320 Context Collector—Replenishes user context from multiple sources, including:

    • Authorized user data from the user client, including user location, user profile (optional, such as occupation, age, gender, etc.)
    • Environment data: such as weather, temperature, humidity, air quality, etc., which may be:
      • data of shared nearby devices found and retrieved directly by the user client
      • data of shared nearby devices found by the user client, but data is retrieved from IoT object platform
      • data from 3rd party information sources 325, for instance Yahoo weather service, etc., according to user context and/or requirements (e.g. user's current location, a target location, etc.),

330 Categorizer—According to analysis of user-expressed requirements, collected user contexts, etc. the categorizer 330 deduces what kinds of IoT objects may interest the user (notably may meet the user requirements). For example, the categorizer may establish a list of object categories corresponding to the types of object adapted to satisfy the user's requirements. The categorizer 330 may comprise, or communicate with, a cognitive reasoning engine 335.

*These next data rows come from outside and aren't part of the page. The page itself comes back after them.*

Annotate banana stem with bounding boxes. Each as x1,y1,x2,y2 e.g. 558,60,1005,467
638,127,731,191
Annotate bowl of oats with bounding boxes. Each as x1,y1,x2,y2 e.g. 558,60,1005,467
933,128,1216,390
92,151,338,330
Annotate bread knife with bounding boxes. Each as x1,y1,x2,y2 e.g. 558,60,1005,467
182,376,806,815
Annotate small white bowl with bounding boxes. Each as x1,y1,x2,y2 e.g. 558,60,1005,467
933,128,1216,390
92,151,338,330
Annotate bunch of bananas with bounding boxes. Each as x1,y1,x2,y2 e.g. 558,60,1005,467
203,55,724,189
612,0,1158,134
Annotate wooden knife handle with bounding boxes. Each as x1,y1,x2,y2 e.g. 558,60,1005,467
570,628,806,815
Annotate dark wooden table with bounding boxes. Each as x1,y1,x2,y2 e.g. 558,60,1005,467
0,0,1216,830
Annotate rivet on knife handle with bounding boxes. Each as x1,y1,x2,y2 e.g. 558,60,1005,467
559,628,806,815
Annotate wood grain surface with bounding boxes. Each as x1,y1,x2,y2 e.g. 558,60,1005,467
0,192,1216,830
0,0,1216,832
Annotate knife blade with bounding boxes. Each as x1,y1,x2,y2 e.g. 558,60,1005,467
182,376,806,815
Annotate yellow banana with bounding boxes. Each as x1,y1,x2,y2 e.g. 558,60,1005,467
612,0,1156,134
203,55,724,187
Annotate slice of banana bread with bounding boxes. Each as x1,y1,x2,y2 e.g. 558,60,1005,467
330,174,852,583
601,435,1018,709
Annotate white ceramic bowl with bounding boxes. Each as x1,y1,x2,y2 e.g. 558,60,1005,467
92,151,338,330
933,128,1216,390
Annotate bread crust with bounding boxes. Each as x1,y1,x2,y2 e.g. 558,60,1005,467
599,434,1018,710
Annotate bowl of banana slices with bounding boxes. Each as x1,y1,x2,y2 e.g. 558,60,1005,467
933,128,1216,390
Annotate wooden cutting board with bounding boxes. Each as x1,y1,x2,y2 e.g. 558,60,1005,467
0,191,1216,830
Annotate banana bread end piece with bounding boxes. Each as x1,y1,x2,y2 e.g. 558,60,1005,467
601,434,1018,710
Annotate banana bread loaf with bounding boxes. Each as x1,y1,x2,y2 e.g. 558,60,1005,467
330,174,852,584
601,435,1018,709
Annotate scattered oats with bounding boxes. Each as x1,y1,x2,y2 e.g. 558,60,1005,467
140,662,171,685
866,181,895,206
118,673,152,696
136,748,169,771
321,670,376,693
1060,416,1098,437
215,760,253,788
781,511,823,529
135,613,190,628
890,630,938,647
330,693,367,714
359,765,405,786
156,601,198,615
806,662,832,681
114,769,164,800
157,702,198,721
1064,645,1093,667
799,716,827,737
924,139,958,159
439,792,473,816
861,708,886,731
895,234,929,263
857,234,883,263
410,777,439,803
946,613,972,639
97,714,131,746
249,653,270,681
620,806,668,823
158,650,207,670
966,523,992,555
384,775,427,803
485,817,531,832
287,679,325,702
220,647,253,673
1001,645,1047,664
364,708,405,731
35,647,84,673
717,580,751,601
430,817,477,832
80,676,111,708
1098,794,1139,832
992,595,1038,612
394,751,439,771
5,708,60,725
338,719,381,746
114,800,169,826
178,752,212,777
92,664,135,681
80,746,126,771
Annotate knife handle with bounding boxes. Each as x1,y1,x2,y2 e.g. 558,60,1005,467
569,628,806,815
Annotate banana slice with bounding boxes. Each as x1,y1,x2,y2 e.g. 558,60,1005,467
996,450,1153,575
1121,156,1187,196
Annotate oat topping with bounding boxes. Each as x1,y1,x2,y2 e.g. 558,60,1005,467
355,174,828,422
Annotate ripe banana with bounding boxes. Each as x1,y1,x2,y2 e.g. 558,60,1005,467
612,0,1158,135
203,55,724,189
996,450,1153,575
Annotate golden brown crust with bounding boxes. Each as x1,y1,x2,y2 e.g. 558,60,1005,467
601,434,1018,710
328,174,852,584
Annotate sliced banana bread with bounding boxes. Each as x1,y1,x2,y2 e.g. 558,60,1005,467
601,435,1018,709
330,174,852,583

The cognitive reasoning engine 335 may be implemented in various forms including, but not limited to, the following options:

    • a rule-based reasoning engine, using preset rules to deduce the category list. Typically, the rules applied by the rule-based reasoning engine are manually created. Table 1 below provides two examples of such rules.

TABLE 1 Rule name Condition Categories of Object “too hot” context: temperature > 30 [air conditioner, cool water degrees machine] “print” intention = printing [printer, printing shop]
      • a knowledge-graph-based reasoning engine, using a knowledge graph to deduce categories from information gathered from a variety of sources. Knowledge graphs are known; for example, they are described in Wikipedia (see https://en.wikipedia.org/wiki/Knowledge_Graph), and in the blog post entitled “Introducing the Knowledge Graph: Things, Not Strings” by Singhal, Amit (May 16, 2012, Google Official Blog), and so no additional details are provided here.

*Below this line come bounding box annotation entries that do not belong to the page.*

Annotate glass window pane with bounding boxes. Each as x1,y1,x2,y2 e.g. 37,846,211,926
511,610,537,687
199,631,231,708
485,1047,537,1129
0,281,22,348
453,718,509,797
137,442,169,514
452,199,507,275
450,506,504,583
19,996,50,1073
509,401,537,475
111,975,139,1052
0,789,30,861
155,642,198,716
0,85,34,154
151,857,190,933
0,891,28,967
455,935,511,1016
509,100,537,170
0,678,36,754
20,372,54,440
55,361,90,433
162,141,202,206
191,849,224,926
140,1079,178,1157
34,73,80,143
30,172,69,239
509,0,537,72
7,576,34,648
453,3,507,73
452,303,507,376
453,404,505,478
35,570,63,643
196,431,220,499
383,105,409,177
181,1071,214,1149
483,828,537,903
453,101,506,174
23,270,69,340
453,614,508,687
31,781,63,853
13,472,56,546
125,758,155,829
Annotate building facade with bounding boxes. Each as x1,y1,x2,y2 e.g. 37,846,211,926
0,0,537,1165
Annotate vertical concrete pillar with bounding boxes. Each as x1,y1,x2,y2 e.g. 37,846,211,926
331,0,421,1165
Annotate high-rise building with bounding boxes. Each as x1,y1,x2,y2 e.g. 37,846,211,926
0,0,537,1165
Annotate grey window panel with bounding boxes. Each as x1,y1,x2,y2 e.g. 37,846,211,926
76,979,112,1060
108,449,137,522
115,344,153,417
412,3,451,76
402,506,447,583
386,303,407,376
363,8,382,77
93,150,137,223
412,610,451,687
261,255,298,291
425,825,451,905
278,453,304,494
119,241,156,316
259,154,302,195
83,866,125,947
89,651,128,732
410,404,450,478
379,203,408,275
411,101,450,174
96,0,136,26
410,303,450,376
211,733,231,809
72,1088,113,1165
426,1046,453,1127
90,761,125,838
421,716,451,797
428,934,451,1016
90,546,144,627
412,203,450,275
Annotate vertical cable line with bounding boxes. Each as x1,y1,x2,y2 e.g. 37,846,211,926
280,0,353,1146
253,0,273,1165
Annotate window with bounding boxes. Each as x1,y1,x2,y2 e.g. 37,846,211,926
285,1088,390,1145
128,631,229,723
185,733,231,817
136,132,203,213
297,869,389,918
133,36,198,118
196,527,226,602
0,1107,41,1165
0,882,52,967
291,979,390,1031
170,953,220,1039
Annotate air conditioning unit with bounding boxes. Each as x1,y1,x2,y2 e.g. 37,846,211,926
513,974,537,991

FIG. 3 illustrates schematically an example of a knowledge graph for use in identifying IoT object categories based on a given user context and user intention. In this example the knowledge graph encodes knowledge regarding a room (a pantry) in a building A, as well as knowledge of the objects and devices in this pantry.

Other widely-used methodologies may be exploited by the categorizer 330, including:

    • Personalized selection—select IoT object categories according to a user profile (if it is authorized), for example: select a connected coffee machine for white-collar staff if the time is 10:30 am or 13:00 pm, based on knowledge of the user's prior behavior; and
    • Collaborative Filtering—collaborative filtering encompasses techniques for matching people with similar interests and selecting object categories on this basis, for example: at place A select the devices most-accessed by people at place A; if the user has accessed device B, select the most popular devices that users access if they have accessed device B.

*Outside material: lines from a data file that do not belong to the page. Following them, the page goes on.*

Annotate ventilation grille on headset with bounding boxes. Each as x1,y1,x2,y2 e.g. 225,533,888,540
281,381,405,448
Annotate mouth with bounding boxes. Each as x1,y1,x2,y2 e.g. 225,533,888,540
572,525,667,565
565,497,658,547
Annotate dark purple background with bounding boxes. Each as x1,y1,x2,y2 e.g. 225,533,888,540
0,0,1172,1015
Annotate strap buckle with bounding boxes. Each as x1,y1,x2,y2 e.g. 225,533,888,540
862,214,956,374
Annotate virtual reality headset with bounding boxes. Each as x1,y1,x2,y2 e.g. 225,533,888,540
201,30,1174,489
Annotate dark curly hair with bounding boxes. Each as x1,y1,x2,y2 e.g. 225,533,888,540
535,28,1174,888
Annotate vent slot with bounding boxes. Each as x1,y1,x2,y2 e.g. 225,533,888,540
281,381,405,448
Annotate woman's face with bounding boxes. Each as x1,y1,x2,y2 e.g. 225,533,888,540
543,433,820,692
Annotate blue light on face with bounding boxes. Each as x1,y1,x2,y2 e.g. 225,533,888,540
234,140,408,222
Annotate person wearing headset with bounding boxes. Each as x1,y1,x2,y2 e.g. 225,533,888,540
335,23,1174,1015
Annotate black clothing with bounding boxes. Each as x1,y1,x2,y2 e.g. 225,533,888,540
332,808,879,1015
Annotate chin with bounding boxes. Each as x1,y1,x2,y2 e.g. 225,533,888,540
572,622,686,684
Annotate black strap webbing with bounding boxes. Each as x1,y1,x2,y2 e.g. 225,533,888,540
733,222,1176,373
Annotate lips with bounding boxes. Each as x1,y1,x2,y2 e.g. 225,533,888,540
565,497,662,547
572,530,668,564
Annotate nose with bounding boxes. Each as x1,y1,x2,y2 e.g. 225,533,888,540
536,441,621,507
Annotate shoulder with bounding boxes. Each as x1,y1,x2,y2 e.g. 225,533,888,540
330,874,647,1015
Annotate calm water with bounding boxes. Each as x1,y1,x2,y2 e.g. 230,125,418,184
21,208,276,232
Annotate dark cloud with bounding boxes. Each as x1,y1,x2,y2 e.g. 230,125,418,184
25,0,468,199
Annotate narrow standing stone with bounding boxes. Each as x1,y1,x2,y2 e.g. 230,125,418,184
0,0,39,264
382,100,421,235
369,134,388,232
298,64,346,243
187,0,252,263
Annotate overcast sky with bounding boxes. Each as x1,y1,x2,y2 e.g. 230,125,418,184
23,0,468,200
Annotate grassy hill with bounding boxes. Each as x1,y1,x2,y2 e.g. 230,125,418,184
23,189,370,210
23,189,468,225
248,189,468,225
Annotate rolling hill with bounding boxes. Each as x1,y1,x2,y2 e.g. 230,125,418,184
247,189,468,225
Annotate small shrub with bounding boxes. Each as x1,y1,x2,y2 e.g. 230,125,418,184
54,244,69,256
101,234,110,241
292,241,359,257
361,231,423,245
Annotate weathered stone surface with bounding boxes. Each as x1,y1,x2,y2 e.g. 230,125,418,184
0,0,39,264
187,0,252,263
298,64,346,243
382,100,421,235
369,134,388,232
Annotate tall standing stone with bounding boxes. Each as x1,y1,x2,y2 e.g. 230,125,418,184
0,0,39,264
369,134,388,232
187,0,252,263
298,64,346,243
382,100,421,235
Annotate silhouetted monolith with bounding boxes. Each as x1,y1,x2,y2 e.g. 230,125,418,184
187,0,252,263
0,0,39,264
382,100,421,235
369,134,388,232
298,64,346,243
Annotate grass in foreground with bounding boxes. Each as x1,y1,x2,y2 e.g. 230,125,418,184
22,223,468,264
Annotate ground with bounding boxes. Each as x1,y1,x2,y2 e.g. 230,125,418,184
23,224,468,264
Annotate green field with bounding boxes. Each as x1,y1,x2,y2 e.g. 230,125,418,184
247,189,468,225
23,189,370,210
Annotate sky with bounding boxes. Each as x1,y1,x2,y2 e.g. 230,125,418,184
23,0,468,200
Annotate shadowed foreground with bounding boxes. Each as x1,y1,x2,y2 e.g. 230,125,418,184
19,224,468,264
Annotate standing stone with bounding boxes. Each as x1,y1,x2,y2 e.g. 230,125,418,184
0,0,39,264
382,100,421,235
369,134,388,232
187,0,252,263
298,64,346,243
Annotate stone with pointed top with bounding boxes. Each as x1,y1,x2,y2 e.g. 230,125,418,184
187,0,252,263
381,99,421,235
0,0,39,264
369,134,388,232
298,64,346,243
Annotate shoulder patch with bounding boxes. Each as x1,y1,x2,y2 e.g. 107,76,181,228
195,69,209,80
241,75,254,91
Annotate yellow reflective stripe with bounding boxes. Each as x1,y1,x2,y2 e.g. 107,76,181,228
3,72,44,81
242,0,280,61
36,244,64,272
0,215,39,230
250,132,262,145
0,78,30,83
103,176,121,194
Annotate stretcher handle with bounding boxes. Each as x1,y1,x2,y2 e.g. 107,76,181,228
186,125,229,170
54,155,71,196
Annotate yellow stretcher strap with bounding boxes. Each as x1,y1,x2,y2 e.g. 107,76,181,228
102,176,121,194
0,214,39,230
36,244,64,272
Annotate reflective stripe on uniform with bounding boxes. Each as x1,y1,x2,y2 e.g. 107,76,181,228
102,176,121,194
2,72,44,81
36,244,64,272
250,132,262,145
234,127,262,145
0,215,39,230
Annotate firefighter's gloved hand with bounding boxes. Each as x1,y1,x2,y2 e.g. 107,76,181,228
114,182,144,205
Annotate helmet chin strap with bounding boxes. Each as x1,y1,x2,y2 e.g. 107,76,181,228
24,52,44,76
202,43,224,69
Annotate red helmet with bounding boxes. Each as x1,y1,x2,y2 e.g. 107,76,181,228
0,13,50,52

340 IoT-object platform adapter—The device categories in the result produced by the categorizer 330 may not conform to those category definitions which are used in the IoT-object platform 400. If the IoT-object platform 400 does not support semantic searching for IoT objects, the IoT-object platform adapter 340 may provide a mechanism as a module to match two different sets of device category definitions, so the discovery cloud 300 can query corresponding devices from the IoT-object platform 400.

A simple way to realize the IoT-object platform adapter 340 is to build a map between two different sets of device category definitions. This needs to be done case by case, e.g. build different mappings for different IoT-object platforms.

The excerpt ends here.